Dr. Karl Hasenstein’s research project was transported to the space station aboard a Falcon 9 rocket as part of a NASA resupply mission late last month. Yesterday, astronauts set up his experiment, which will study how plants sense and react to gravity.  “We are in the 18th hour, and germination is supposed to take place in the 19th hour,” Hasenstein said today from his campus office.

The University says the research will explore ways plants sense and react to gravity by studying how directional forces affect their growth in a nearly weightless environment. The goal is to learn more about how and why plants grow up, while their roots grow down.

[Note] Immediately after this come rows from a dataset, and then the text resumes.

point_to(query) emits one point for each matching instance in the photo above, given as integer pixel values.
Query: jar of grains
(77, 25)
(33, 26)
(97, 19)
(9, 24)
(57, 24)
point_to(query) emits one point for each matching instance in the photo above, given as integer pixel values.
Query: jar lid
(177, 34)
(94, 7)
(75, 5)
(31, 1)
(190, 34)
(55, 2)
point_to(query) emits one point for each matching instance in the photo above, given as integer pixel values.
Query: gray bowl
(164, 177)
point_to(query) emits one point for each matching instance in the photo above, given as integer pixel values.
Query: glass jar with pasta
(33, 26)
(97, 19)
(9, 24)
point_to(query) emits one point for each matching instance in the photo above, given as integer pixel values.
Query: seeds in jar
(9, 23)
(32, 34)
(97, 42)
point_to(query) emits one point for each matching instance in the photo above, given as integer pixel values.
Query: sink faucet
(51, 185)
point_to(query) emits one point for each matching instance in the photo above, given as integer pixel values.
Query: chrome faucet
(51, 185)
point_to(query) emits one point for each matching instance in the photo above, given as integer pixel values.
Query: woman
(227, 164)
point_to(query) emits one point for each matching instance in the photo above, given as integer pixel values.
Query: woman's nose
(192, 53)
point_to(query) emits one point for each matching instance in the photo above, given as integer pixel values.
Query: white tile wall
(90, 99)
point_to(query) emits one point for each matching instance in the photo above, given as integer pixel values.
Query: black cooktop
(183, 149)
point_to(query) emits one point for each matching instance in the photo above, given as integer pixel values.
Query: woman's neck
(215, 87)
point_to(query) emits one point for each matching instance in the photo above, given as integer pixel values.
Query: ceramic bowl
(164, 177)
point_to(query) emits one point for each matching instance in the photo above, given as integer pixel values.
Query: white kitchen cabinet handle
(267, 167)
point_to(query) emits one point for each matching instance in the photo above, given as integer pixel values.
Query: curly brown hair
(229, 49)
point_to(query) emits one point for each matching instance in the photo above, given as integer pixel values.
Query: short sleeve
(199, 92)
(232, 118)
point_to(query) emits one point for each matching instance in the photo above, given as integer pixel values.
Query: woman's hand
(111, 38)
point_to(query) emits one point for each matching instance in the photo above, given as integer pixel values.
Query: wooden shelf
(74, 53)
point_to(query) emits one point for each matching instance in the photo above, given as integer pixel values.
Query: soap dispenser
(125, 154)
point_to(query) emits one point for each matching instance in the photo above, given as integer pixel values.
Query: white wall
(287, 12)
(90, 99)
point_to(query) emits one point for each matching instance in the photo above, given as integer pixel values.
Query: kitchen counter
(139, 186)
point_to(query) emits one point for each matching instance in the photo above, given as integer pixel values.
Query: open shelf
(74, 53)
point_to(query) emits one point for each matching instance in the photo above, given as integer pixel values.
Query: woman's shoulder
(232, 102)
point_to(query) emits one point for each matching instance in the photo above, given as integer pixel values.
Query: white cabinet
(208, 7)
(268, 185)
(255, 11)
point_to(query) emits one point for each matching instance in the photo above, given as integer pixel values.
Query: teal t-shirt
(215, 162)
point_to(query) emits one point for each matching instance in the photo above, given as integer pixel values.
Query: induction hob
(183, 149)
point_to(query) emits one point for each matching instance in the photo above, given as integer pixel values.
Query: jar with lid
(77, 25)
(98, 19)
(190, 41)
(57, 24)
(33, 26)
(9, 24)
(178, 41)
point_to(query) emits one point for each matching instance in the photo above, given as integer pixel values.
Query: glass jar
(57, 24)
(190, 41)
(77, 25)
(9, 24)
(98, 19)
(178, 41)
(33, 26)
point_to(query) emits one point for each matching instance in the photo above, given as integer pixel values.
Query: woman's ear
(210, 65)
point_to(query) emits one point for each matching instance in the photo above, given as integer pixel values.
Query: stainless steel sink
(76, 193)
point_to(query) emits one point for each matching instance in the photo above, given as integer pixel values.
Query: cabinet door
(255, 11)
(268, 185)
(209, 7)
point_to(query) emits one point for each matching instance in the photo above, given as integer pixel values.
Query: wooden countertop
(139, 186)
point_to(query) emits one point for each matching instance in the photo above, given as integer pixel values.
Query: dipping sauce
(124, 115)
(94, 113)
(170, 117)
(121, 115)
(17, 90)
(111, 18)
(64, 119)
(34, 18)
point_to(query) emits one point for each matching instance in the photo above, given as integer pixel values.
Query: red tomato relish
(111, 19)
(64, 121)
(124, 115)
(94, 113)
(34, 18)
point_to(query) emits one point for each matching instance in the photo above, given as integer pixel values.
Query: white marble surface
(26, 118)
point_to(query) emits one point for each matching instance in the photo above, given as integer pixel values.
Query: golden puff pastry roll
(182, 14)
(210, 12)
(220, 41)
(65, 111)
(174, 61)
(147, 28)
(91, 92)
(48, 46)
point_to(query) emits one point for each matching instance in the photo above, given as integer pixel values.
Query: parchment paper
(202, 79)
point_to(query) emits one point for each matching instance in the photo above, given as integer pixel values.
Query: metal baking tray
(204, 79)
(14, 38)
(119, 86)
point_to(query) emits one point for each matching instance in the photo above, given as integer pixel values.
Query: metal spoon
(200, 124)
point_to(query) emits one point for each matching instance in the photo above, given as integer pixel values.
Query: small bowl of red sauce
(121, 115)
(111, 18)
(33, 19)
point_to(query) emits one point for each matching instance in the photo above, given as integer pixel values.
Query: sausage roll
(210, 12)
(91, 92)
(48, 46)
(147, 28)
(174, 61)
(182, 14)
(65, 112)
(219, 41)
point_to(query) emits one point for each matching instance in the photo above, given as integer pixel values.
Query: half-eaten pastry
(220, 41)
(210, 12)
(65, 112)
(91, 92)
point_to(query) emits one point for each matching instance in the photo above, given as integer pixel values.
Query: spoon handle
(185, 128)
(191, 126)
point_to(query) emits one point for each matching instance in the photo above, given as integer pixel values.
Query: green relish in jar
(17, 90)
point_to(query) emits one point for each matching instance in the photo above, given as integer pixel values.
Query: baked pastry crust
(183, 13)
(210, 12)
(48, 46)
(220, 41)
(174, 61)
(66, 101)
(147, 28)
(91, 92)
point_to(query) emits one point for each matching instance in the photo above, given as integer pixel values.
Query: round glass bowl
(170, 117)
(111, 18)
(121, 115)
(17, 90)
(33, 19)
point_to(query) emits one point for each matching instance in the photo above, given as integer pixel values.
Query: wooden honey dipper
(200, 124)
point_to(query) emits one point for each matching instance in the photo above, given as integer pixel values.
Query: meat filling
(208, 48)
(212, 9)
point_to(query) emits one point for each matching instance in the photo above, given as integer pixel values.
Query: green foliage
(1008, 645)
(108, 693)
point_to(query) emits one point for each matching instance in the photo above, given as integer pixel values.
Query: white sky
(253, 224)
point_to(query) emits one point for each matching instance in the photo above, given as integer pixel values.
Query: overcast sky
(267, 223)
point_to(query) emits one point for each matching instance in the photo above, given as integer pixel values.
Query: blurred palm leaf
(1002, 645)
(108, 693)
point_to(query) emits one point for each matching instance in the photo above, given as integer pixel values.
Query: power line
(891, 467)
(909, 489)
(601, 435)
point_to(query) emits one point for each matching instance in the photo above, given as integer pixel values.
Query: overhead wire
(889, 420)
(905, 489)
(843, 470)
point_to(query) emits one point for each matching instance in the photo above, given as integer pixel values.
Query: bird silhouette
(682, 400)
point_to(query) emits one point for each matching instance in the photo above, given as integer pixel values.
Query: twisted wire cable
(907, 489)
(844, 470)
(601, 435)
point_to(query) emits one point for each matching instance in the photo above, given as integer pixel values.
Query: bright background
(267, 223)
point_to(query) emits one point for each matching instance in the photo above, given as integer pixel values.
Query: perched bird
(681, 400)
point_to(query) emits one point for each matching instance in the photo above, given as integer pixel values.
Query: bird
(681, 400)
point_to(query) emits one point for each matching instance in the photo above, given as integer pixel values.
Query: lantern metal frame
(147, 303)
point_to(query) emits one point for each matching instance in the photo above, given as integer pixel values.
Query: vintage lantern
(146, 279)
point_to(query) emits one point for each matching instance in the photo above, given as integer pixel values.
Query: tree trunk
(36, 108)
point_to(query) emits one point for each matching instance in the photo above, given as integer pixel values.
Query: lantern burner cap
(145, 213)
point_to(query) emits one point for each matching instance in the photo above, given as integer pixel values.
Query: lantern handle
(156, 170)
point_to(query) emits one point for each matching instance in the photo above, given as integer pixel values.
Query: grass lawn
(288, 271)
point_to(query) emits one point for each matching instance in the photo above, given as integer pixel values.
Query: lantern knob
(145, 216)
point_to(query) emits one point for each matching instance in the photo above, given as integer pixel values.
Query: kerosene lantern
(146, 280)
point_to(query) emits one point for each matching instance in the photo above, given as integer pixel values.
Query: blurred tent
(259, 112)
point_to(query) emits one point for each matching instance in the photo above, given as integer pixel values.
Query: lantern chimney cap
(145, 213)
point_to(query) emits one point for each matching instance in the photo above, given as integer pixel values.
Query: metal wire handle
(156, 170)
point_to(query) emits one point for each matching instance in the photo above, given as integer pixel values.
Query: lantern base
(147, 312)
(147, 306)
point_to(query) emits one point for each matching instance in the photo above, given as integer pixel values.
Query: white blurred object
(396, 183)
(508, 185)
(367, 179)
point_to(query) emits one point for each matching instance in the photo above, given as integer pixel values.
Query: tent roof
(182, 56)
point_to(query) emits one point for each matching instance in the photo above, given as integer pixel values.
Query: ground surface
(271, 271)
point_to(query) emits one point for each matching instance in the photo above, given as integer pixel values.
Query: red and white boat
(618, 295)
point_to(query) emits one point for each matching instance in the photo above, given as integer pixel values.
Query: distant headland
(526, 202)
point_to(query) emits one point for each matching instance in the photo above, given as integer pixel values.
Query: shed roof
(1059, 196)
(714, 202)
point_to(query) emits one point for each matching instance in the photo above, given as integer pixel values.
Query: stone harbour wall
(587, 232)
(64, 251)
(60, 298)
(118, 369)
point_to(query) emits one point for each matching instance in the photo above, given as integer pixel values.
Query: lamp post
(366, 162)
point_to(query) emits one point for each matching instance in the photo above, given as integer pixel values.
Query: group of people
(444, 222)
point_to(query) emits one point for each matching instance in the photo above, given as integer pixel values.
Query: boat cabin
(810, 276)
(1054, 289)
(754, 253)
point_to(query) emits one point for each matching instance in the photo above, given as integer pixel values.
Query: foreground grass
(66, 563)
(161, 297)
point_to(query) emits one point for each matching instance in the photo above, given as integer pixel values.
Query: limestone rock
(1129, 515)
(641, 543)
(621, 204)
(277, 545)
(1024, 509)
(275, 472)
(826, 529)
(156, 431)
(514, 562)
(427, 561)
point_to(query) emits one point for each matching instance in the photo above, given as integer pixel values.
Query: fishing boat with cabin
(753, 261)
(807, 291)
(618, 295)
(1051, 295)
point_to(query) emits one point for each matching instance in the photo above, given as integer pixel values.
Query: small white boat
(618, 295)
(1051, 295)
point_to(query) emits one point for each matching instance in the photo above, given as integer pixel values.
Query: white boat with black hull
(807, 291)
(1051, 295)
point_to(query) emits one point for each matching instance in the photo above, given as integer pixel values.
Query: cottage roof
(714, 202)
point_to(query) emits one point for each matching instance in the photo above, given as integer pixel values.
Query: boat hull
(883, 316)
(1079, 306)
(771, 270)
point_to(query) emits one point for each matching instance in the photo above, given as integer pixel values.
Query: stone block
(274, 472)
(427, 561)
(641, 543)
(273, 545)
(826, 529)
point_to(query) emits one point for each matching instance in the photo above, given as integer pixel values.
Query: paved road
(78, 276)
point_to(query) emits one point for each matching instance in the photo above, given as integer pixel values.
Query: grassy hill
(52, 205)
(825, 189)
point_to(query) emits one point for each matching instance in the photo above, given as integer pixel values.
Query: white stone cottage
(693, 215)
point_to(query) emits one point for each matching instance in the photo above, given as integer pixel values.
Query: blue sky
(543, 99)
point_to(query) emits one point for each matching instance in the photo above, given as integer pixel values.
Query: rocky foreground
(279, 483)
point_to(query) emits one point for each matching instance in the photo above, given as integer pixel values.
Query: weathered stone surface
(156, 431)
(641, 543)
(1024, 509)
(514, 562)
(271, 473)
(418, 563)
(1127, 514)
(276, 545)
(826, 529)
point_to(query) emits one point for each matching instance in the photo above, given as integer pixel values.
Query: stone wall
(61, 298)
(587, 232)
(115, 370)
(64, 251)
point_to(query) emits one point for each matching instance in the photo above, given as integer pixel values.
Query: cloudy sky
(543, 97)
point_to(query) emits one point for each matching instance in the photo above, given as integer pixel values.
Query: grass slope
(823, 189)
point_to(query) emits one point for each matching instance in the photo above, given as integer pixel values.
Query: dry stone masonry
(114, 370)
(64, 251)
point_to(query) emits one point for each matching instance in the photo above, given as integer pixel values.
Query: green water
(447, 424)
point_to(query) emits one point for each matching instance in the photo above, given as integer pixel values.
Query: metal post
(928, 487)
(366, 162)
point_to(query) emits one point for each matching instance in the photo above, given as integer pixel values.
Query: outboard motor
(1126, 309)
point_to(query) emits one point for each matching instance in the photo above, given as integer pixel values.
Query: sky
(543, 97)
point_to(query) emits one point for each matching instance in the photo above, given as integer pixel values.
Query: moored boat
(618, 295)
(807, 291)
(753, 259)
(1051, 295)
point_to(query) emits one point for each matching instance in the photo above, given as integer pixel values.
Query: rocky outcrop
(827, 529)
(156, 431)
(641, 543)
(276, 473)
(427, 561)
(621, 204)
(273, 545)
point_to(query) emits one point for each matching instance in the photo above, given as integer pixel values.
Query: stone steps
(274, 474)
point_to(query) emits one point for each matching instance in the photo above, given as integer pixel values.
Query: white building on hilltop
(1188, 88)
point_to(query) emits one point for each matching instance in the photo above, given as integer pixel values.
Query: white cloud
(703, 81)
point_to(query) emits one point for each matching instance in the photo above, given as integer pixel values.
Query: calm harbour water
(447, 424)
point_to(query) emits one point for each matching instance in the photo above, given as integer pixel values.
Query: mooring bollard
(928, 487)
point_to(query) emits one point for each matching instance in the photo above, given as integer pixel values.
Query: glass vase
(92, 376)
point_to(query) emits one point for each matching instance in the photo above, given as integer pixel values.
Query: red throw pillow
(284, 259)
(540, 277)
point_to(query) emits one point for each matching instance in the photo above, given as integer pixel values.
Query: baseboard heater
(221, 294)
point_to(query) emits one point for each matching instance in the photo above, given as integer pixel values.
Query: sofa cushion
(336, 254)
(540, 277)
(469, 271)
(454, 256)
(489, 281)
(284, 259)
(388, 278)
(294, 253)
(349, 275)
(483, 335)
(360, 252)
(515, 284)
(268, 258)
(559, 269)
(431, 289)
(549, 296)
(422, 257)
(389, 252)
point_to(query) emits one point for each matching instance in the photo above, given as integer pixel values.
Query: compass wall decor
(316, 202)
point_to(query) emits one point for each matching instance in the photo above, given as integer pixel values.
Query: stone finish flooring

A news release from UL Lafayette says:

Several theories prevail. One centers on tiny starch grains inside plants. The particles, called amyloplasts, slowly settle in the direction of gravity and are thought to provide growth cues.  The experiment will attempt to displace the starch grains in Brassica rapa plants; the turnip is a subspecies. The plants will be encapsulated in a semi-autonomous device and exposed to powerful magnetic fields, which repel the amyloplasts."

“By doing so, they produce the same effect that we see under the influence of gravity, without having any other cellular component exposed to gravity. So we can pinpoint whether the amyloplast is actually doing the initiation of the sensing and the response to gravity,” Hasenstein says in a recent NASA video posted on YouTube.

The plant will curve away from the magnetic pressure if displacement of the plant root is the gravity-sensing trigger.

The experiment is expected to return to Earth on May 18 or May 22, Hasenstein said, depending on several factors, including weather conditions.

If all goes well with reentry, a capsule carrying his project will splash down in the Pacific Ocean off California. It will then be transported to Florida, where Hasenstein will retrieve it.

An estimated six to eight months of study will follow, he added.

University researchers will analyze distribution patterns of the starch grains and conduct tests to determine if gene expression has changed as a result of growth conditions in space.